White coral islands in a dark blue sea.
Their seeming of distinctness: the seeming of individuality, or of positive difference one from another--but all are only projections from the same sea bottom. The difference between sea and land is not positive. In all water there is some earth: in all earth there is some water.
So then that all seeming things are not things at all, if all are inter-continuous, any more than is the leg of a table a thing in itself, if it is only a projection from something else: that not one of us is a real person, if, physically, we're continuous with environment; if, psychically, there is nothing to us but expression of relation to environment.
Our general expression has two aspects:
Conventional monism, or that all "things" that seem to have identity of their own are only islands that are projections from something underlying, and have no real outlines of their own.
But that all "things," though only projections, are projections that are striving to break away from the underlying that denies them identity of their own.

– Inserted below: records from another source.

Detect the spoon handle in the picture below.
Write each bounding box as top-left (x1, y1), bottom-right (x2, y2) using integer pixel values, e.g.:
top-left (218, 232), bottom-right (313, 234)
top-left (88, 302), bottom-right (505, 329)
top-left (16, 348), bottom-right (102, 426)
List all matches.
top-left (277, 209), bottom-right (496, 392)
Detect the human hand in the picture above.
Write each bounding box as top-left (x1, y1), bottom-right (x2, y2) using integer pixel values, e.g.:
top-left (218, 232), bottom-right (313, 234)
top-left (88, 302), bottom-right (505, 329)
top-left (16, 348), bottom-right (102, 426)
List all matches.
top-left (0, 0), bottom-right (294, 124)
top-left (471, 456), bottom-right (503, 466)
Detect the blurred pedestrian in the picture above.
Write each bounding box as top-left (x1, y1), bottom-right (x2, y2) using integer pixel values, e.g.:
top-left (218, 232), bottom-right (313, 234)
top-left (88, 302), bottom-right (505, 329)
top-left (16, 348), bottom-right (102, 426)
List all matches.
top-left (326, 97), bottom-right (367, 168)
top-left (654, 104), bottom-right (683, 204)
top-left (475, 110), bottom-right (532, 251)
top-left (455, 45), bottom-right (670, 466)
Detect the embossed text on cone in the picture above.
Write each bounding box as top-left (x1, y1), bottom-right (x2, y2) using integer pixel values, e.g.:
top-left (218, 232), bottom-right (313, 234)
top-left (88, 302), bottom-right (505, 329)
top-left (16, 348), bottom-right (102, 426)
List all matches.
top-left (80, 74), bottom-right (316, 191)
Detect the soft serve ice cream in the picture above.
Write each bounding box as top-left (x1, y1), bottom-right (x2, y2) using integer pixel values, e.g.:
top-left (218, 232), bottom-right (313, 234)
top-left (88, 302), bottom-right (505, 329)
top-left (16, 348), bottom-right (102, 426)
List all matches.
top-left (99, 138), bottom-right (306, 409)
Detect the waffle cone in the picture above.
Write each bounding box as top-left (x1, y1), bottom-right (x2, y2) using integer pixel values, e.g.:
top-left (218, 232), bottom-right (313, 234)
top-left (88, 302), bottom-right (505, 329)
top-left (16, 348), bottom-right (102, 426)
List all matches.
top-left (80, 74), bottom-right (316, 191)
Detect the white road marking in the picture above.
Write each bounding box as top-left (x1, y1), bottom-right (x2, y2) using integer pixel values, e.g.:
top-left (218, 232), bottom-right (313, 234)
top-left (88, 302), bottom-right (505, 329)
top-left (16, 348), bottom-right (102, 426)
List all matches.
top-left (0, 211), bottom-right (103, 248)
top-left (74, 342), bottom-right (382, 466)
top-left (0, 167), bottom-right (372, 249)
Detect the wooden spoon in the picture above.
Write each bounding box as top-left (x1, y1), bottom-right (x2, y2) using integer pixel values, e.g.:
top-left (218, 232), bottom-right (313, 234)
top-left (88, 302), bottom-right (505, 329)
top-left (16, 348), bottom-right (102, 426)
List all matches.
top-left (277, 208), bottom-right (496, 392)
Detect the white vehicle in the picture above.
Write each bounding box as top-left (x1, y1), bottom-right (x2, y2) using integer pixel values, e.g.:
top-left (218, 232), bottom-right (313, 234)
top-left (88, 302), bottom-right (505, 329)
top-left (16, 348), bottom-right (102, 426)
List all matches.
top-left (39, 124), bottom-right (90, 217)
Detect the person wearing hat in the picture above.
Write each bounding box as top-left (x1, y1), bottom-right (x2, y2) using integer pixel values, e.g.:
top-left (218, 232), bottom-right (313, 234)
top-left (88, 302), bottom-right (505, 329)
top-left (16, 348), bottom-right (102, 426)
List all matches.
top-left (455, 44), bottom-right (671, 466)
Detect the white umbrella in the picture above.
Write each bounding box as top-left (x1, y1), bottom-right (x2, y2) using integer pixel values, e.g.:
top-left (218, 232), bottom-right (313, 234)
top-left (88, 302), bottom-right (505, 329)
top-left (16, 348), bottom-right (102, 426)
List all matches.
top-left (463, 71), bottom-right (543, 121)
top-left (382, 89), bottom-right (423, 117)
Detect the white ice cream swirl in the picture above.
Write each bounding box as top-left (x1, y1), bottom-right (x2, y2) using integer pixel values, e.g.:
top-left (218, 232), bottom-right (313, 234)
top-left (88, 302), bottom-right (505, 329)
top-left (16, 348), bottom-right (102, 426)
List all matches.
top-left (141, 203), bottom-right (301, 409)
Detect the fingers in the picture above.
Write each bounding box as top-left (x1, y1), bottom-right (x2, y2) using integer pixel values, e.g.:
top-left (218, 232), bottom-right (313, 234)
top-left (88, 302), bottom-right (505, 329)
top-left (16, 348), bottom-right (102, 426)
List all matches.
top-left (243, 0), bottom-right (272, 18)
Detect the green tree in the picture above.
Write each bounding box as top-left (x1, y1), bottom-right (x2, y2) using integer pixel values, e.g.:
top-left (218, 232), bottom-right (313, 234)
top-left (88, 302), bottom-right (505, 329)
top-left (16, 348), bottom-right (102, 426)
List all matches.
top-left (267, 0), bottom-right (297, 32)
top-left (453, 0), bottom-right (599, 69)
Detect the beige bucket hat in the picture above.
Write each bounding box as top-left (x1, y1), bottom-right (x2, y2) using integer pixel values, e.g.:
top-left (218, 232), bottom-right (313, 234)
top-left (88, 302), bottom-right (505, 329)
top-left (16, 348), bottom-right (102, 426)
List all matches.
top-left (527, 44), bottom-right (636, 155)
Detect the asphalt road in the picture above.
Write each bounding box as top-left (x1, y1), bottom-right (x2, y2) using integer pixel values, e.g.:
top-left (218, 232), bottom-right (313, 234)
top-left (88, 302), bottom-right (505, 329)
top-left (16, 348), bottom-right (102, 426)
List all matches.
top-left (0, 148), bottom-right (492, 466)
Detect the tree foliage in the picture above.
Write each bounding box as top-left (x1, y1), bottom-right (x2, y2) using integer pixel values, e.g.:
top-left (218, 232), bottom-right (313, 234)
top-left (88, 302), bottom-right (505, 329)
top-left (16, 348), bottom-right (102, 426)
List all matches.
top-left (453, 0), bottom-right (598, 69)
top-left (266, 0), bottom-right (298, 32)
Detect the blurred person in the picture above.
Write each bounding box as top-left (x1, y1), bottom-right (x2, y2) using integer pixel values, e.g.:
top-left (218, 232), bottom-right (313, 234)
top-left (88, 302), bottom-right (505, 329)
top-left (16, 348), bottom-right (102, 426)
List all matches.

I conceive of one inter-continuous nexus, in which and of which, all seeming things are only different expressions, but in which all things are localizations of one attempt to break away and become real things, or to establish entity or positive difference or final demarcation or unmodified independence--or personality or soul, as it is called in human phenomena --
That anything that tries to establish itself as a real, or positive, or absolute system, government, organization, self, soul, entity, individuality, can so attempt only by drawing a line about itself, or about the inclusions that constitute itself, and damning or excluding, or breaking away from, all other "things":
That, if it does not so act, it can not seem to be;
That, if it does so act, it falsely and arbitrarily and futilely and disastrously acts, just as would one who draws a circle in the sea, including a few waves, saying that the other waves, with which the included are continuous, are positively different, and stakes his life upon maintaining that the admitted and the damned are positively different.
Our expression is that our whole existence is animation of the local by an ideal that is realizable only in the universal:
That, if all exclusions are false, because always are included and excluded continuous: that if all seeming of existence perceptible to us is the product of exclusion, there is nothing that is perceptible to us that really is: that only the universal can really be.
Our especial interest is in modern science as a manifestation of this one ideal or purpose or process:
That it has falsely excluded, because there are no positive standards to judge by: that it has excluded things that, by its own pseudostandards, have as much right to come in as have the chosen.
* * *
Our general expression:
That the state that is commonly and absurdly called "existence," is a flow, or a current, or an attempt, from negativeness to positiveness, and is intermediate to both.
By positiveness we mean:
Harmony, equilibrium, order, regularity, stability, consistency, unity, realness, system, government, organization, liberty, independence, soul, self, personality, entity, individuality, truth, beauty, justice, perfection, definiteness --
That all that is called development, progress, or evolution is movement toward, or attempt toward, this state for which, or for aspects of which, there are so many names, all of which are summed up in the one word "positiveness."